Depending on the achievement of development, regulatory and commercial milestones, Zealand Pharma is eligible to receive payments for ZP2929 and may also receive additional milestone payments if other products covered by the collaboration are advanced through development. The payment may also cover cost reimbursements and research funding.
Zealand Pharma is entitled to tiered royalties on global sales of products under the agreement. The company will, though, retain co-promotion rights in Scandinavia.
Additional details were not disclosed, and company officials were not available for comment.
David H. Solomon, president and CEO of Zealand Pharma, said in a prepared statement that his company is pleased to partner with Boehringer Ingelheim, especially since the company has redoubled its efforts in the diabetes space.
"Together with Boehringer Ingelheim, we look forward to advancing the development of ZP2929 into Phase I as part of our joint efforts to bring novel and better treatments to the market to help improve the lives of diabetes patients," Solomon said.

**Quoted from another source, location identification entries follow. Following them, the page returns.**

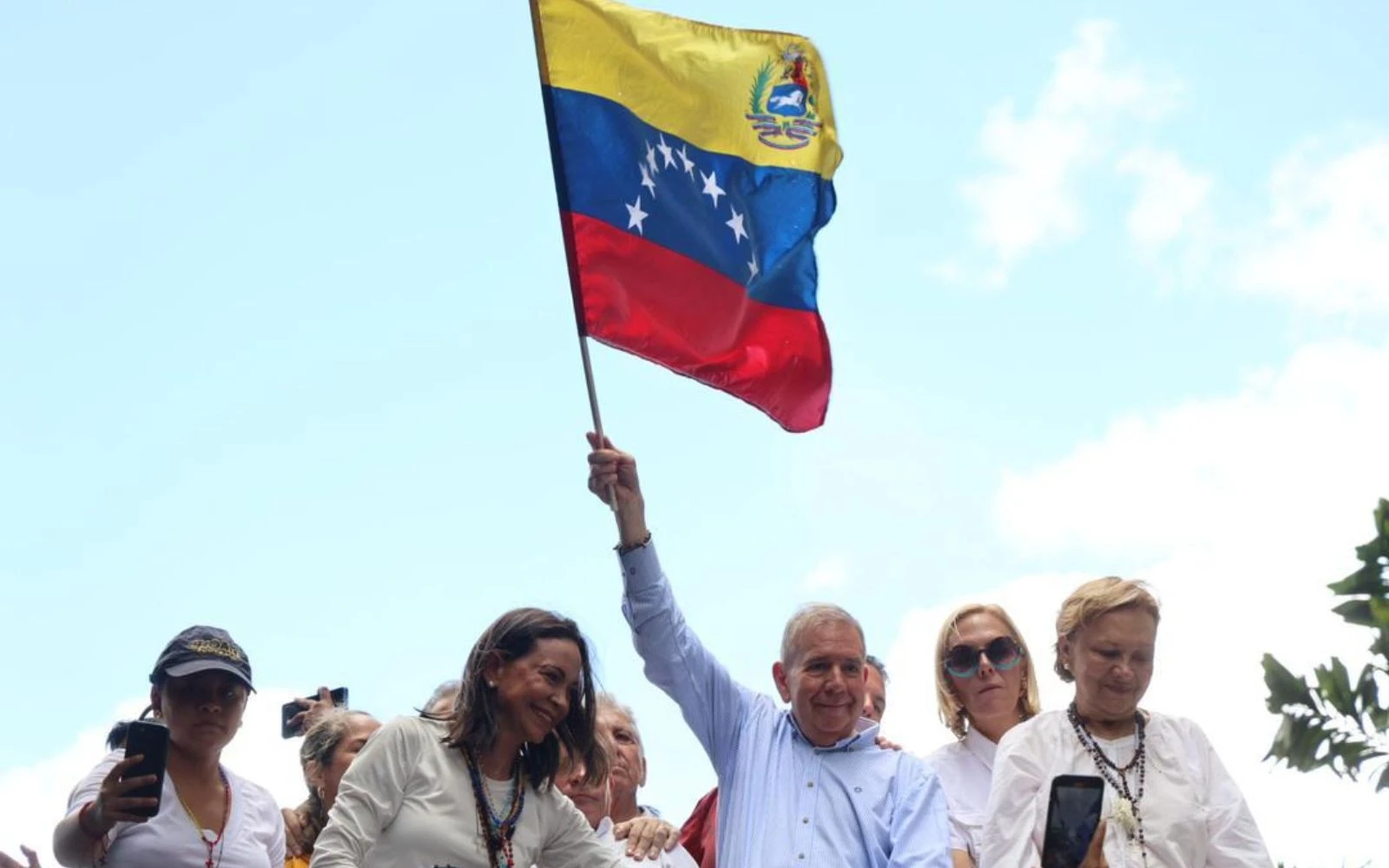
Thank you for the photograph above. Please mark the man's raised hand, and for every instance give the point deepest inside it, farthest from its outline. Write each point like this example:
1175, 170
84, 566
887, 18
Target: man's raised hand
613, 481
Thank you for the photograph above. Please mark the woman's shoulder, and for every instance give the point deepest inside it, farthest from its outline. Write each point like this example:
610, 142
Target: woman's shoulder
1039, 728
1175, 728
254, 795
410, 729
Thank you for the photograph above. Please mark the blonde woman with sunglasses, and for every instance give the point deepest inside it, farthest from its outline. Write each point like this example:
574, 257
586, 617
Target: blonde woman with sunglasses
985, 687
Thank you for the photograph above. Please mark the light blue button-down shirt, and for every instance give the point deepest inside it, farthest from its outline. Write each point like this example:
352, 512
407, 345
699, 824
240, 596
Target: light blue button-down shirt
784, 803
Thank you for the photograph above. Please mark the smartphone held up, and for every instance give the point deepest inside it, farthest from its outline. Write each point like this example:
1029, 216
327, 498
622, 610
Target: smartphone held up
1073, 816
148, 740
292, 713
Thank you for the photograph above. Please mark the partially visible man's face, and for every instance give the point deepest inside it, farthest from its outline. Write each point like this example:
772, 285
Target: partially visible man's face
625, 746
875, 694
826, 682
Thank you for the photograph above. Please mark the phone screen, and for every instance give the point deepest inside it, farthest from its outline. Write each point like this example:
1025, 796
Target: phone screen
291, 708
1071, 819
152, 742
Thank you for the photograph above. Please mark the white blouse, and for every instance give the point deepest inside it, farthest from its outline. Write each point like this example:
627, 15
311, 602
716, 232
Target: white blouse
406, 802
965, 768
1194, 814
253, 838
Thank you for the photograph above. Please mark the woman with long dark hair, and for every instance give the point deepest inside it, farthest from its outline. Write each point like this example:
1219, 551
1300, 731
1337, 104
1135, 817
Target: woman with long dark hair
477, 789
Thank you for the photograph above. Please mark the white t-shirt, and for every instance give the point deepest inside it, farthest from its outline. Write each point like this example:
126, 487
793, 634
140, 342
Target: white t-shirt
254, 835
1194, 814
406, 802
965, 770
670, 858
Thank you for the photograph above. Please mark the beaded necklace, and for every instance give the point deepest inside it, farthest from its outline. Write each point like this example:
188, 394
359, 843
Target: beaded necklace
497, 831
1127, 810
212, 842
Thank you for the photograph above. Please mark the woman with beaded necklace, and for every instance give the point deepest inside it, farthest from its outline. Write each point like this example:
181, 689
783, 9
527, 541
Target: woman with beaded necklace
477, 789
1168, 802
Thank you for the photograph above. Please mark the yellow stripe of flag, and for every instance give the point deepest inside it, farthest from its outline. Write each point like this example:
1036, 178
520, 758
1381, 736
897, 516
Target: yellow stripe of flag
721, 89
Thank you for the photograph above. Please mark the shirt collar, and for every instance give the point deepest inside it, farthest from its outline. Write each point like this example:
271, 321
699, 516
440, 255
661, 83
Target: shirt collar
979, 745
866, 733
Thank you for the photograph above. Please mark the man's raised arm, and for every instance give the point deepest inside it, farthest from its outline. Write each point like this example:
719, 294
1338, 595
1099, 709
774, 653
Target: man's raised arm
712, 701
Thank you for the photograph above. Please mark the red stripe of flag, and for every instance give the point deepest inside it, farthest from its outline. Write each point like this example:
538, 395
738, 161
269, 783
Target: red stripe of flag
668, 309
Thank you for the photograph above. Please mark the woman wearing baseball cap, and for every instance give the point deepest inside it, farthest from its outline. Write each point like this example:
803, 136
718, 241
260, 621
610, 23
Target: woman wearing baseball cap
206, 814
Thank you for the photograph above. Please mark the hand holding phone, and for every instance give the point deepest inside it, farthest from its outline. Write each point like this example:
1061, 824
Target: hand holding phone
149, 742
1074, 831
298, 715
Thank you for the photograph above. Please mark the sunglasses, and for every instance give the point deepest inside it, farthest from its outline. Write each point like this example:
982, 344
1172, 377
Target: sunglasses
1004, 653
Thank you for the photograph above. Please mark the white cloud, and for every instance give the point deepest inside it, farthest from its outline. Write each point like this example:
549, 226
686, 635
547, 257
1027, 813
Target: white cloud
1240, 511
1326, 243
828, 574
35, 798
1171, 199
1031, 199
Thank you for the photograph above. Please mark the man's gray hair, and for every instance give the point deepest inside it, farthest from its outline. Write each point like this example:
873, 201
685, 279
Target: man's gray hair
809, 617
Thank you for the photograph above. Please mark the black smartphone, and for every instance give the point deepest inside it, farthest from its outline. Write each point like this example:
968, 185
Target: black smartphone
1073, 814
291, 708
152, 742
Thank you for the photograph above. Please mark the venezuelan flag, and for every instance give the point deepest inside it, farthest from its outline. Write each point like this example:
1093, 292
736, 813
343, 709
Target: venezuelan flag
694, 168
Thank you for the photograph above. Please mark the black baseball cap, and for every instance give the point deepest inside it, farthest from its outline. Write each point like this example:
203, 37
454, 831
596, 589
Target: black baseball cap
201, 649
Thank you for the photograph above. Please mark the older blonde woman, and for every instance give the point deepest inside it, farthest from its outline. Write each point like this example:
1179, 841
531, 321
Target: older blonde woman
985, 687
1168, 802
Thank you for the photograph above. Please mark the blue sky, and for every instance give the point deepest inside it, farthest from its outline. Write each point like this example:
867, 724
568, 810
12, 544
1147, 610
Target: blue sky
288, 349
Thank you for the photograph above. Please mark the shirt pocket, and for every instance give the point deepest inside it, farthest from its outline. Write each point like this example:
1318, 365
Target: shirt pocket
967, 832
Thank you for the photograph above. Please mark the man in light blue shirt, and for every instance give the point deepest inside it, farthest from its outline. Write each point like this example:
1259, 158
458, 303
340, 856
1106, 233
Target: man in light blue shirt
800, 786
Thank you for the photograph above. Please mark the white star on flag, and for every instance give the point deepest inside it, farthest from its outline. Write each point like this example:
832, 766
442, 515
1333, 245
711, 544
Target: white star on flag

"Our focus to develop innovative diabetes treatments is reinforced by the in- licensing of a very interesting compound from Zealand Pharma which complements Boehringer Ingelheim's pipeline in diabetes and metabolic diseases very well," offered Dr. Klaus Dugi, Boehringer Ingelheim's corporate senior vice president of medicine, in a media release. "With our first diabetes treatment linagliptin recently approved by the FDA, we have a manifest for Boehringer Ingelheim's own research strength and its capability to bring novel medication to the patients. We are therefore pleased to bundle our R&D experience with Zealand Pharma for further projects in diabetes and obesity."
Boehringer Ingelheim reps say this project is not part of its strategic diabetes alliance with Eli Lilly & Co.
Zealand Pharma is a public biopharmaceutical company based in Copenhagen, with a mature and growing clinical pipeline of innovative peptide based drugs. The company's lead product is lixisenatide, a once-daily GLP-1 in late-stage Phase III development in collaboration with Sanofi for the treatment of type 2 diabetes.
Zealand Pharma specializes in the discovery, optimization and development of novel peptide drugs with favorable therapeutic attributes, and all drug candidates in its pipeline have been identified through the company's own drug discovery activities.
The Boehringer Ingelheim group is one of the world's 20 leading pharmaceutical companies. Headquartered in Ingelheim, Germany, it operates globally with 145 affiliates and more than 42,000 employees. Founded in 1885, the family-owned company has been committed to researching, developing, manufacturing and marketing novel products for human and veterinary medicine.